The aftershocks from Friday's 7.1 magnitude quake seems to be slowing down, according to a Cal Tech and United States Geological Survey seismologist.
"The sequence is decaying, and the decay rate is on the high side of average," said Dr. Lucy Jones in a tweet posted Saturday night about 24 hours after the big quake. "So the probabilities of more aftershocks are dropping. In the next week, M4s are still certain, a couple of M5s are likely, but larger quakes are looking more improbable.”
That doesn't mean there won't be a lot of shaking in the coming weeks, months and even years, but the aftershocks are going to become less frequent with time, Jones said.
While the larger aftershocks -- 5 and stronger -- will be less frequent, they will be felt for several years.
Jones said a magnitude 5 aftershock to the 1994 Northridge Quake was recorded in 1997.
Immediately after the big quakes, there were so many aftershocks they couldn't all be recorded.
She discussed the events of July 4 and July 5 in a series of tweets Saturday night and Sunday morning.
"The number of aftershocks goes down with time, she said. "Right after the mainshock, the system can't find the little quakes among the big ones. Now that the number of big ones is down, we record more little ones."

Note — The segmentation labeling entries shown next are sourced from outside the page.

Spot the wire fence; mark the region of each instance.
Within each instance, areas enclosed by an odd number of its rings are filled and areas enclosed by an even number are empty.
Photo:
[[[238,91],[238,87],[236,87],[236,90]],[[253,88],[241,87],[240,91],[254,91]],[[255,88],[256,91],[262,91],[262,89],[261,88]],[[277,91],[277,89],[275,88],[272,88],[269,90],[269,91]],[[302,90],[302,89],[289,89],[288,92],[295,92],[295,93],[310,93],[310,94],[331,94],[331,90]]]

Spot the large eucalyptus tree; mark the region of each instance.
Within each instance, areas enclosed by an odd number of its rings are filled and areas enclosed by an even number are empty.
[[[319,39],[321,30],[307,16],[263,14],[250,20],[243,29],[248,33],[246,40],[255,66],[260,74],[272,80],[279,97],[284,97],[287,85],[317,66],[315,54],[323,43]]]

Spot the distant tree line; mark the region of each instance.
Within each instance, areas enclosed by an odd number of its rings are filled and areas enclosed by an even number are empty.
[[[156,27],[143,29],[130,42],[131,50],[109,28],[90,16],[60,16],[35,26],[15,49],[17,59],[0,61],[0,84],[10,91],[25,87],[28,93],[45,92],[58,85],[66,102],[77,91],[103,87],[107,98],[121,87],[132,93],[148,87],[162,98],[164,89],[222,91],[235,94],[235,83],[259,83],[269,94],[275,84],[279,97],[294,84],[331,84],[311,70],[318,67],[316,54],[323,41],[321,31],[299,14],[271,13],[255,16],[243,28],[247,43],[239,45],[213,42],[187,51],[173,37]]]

She also dismissed predictions of larger quakes issued from time to time
"There is also always someone who claims they know a big quake is coming," she tweeted Sunday morning. "This is not a scientific assessment. A day or two after every big earthquake of my career, we hear rumors that an even bigger earthquake is going to happen, but we are denying it to avoid a panic. "This rumor is no more true now than it was after Northridge, Landers or Hector Mine."